The White House is promising a major push to obtain Fast Track trade authority to railroad the massive Trans-Pacific Partnership (TPP) through Congress. Next week, 10 days of TPP negotiations will start in Singapore. On February 22, U.S. Trade Representative Mike Froman and other TPP-nation trade ministers will meet to try again to hash out a final deal.
Meanwhile, in the category of doing the same thing over and over and expecting a different result, the latest data show why TPP is a lunatic idea. TPP is premised on expanding the old North American Free Trade Agreement (NAFTA) model to additional nations. The U.S. opening proposals for TPP were based on the text of the 2011 U.S.-Korea Free Trade Agreement (FTA).
The year-end 2013 data released by the U.S. International Trade Commission (USITC) show just how NAFTA and the Korea FTA are working out.
There has been a stunning decline in U.S. exports to Korea, a rise in imports from Korea, and a widening of the U.S. trade deficit since the Korea FTA.
- 20 out of 21 months since the Korea FTA took effect, U.S. goods exports to Korea have fallen below the average monthly level in the year before the deal.
- U.S. average monthly exports to Korea since the FTA are 12 percent lower than the pre-FTA monthly average, while monthly imports from Korea are up 3 percent.
- The monthly trade deficit with Korea has ballooned 49 percent compared to the pre-FTA level. These losses amount to tens of thousands of lost U.S. jobs.
There was zero growth in U.S. goods exports relative to 2012, placing the United States decades behind President Barack Obama's stated goal to double exports in five years.
- Total U.S. goods exports in 2013 actually dropped slightly from 2012 after adjusting for inflation, revealing a negative 0.1 percent growth rate.
- The data show there is no chance to meet President Obama's stated goal to double 2009's exports by the end of this year. At the paltry 1 percent annual export growth rate seen over the past two years, the export-doubling goal would not be reached until 2054, 40 years behind schedule.
There is a staggering U.S. trade deficit with Canada and Mexico after 20 years of NAFTA.
- The 2013 U.S. goods trade deficit with Mexico and Canada was $177 billion -- a nearly seven-fold increase above the pre-NAFTA level, when the United States enjoyed a small trade surplus with Mexico and a modest deficit with Canada.
- Even worse for U.S. workers, the non-oil NAFTA deficit has multiplied more than 13-fold, costing hundreds of thousands of U.S. jobs. Indeed, the share of the combined U.S. trade deficit with Mexico and Canada that is comprised of oil has declined since NAFTA.
The USITC data correct last week's Census Bureau trade data to remove re-exports - goods made elsewhere that pass through U.S. ports en route to final destinations. (NAFTA defenders love to count those goods from say China that pass through the U.S. en route to Canada or Mexico because it makes the NAFTA deficit look half as large.)
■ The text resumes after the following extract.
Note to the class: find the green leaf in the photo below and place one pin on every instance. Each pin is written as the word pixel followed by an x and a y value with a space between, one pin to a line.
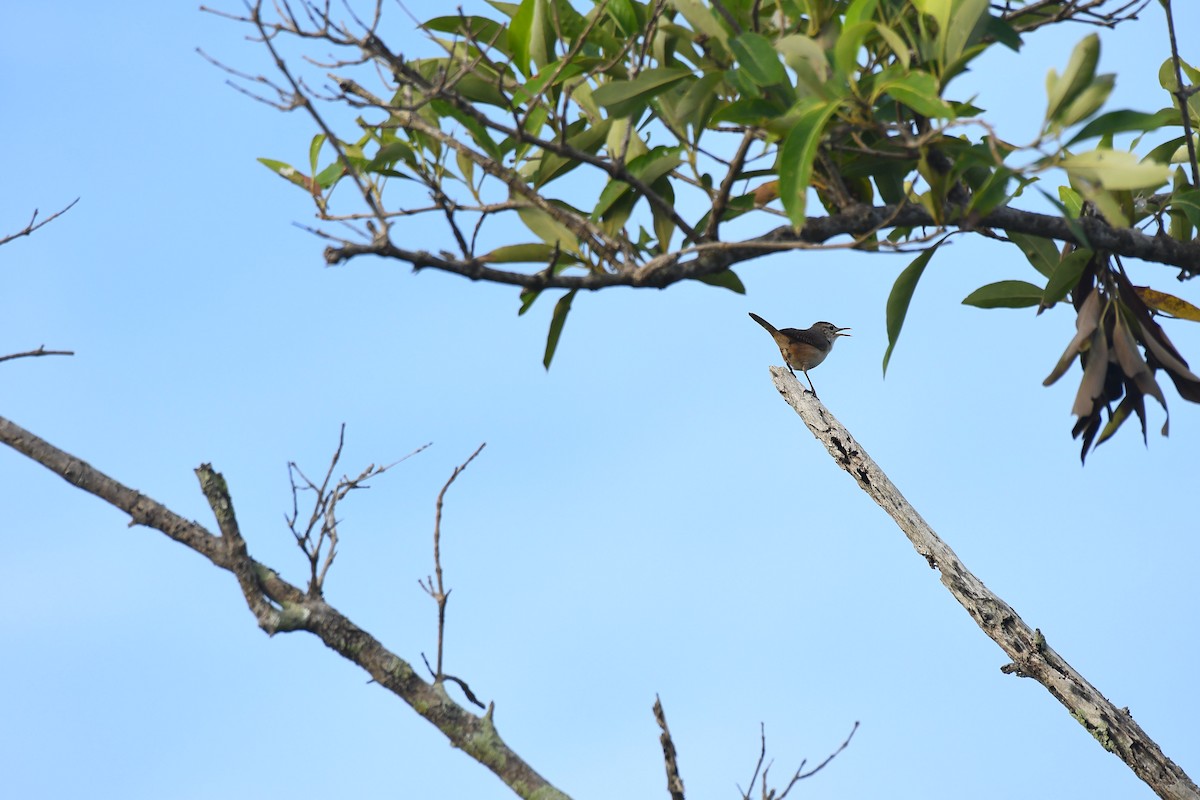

The corrected data only adds fuel to the fire building against Obama's request for getting Fast Track trade authority. While the GOP House leadership is perversely keen to deliver this vast new power to the Democratic president they attack for announcing he will use the executive power he has, most House Democrats oppose Fast Track as does a bloc of House Republicans.
The battle over Fast Track will be waged in the House. In 1998, 171 Democrats and 71 Republicans voted no and ended then-President Bill Clinton's quest for Fast Track powers. Now President Obama is calling House Democrats to ask for their support. Senate Majority Leader Harry Reid's recent announcement that he opposes Fast Track sent a powerful signal to congressional Democrats that they can say no.
Just like today for TPP, in the past Congress and the public were sold on glorious projections of trade agreements' benefits. But the actual data show the projections were at best wrong and perhaps simply cooked. The White House and the corporate lobby are trying to sell Congress the TPP and Fast Track with the same old promises about export growth and job creation, but the 2013 data show empirically that expanding the old trade model will only result in larger trade deficits, more job loss and downward pressure on U.S. wages.